The first Collector's Edition DVD, released in 1999, was packaged as a single-disc edition release. It contained special features, such as behind-the-scenes and several trailers, including one for Taxi Driver.
In 2006, a 30th-anniversary 2-disc Collector's Edition DVD was released. The first disc contains the film itself, two audio commentaries, and trailers. This edition also retains some of the special features from the earlier release on the second disc, as well as some newly produced documentary material.
A Blu-ray was released on April 5, 2011, to commemorate the film's 35th anniversary. It includes the special features from the previous 2-disc collector's edition, plus an audio commentary by Scorsese released in 1991 for the Criterion Collection, previously released on Laserdisc.
As part of the Blu-ray production, Sony gave the film a full 4K digital restoration, which included scanning and cleaning the original negative. Colors were matched to director-approved prints under guidance from Scorsese and director of photography Michael Chapman. An all-new lossless DTS-HD Master Audio 5.1 soundtrack was also made from the original stereo recordings by Scorsese's personal sound team. The restored print premiered in February 2011 at the Berlin Film Festival, and to promote the Blu-ray, Sony also had the print screened at AMC Theatres across the United States on March 19 and 22.
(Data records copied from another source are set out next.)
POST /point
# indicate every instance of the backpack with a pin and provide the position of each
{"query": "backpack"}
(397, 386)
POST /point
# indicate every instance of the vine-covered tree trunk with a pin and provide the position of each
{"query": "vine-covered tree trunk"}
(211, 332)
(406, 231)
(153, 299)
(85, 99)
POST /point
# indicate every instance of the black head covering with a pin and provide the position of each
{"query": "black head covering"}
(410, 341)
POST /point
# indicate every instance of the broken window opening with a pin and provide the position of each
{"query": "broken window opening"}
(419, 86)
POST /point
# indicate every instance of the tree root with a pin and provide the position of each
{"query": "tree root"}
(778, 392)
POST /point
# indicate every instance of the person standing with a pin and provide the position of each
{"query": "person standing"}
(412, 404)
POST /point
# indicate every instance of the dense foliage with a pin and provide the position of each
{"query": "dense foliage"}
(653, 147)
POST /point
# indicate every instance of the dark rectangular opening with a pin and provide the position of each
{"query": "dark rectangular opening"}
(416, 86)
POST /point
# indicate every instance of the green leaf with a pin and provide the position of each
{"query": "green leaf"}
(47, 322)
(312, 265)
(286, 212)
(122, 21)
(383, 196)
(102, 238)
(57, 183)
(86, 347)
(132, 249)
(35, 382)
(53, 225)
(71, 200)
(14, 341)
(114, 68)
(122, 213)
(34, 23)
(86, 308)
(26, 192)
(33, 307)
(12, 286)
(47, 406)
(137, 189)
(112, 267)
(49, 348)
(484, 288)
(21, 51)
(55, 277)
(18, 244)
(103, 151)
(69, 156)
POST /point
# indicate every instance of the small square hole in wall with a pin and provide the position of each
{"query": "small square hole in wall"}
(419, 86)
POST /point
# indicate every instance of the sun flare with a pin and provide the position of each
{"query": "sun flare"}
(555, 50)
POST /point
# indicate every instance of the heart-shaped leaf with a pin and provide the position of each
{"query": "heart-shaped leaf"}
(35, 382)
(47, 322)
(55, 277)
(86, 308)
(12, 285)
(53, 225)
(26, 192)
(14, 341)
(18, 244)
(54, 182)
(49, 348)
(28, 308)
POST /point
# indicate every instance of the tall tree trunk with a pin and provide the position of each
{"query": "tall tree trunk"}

Possible sequel and remake

In late January 2005, a sequel was announced by De Niro and Scorsese. At a 25th-anniversary screening of Raging Bull, De Niro talked about the story of an older Travis Bickle being in development. Also in 2000, De Niro mentioned interest in bringing back the character in conversation with Actors Studio host James Lipton. In November 2013, he revealed that Schrader had done a first draft but both he and Scorsese thought that it was not good enough to go beyond.
In 2010, Variety reported rumors that Lars von Trier, Scorsese, and De Niro planned to work on a remake of the film with the same restrictions that were used in The Five Obstructions. In 2014, Paul Schrader said that it was not being made. He said, "It was a terrible idea" and "in Marty's mind, it never was something that should be done."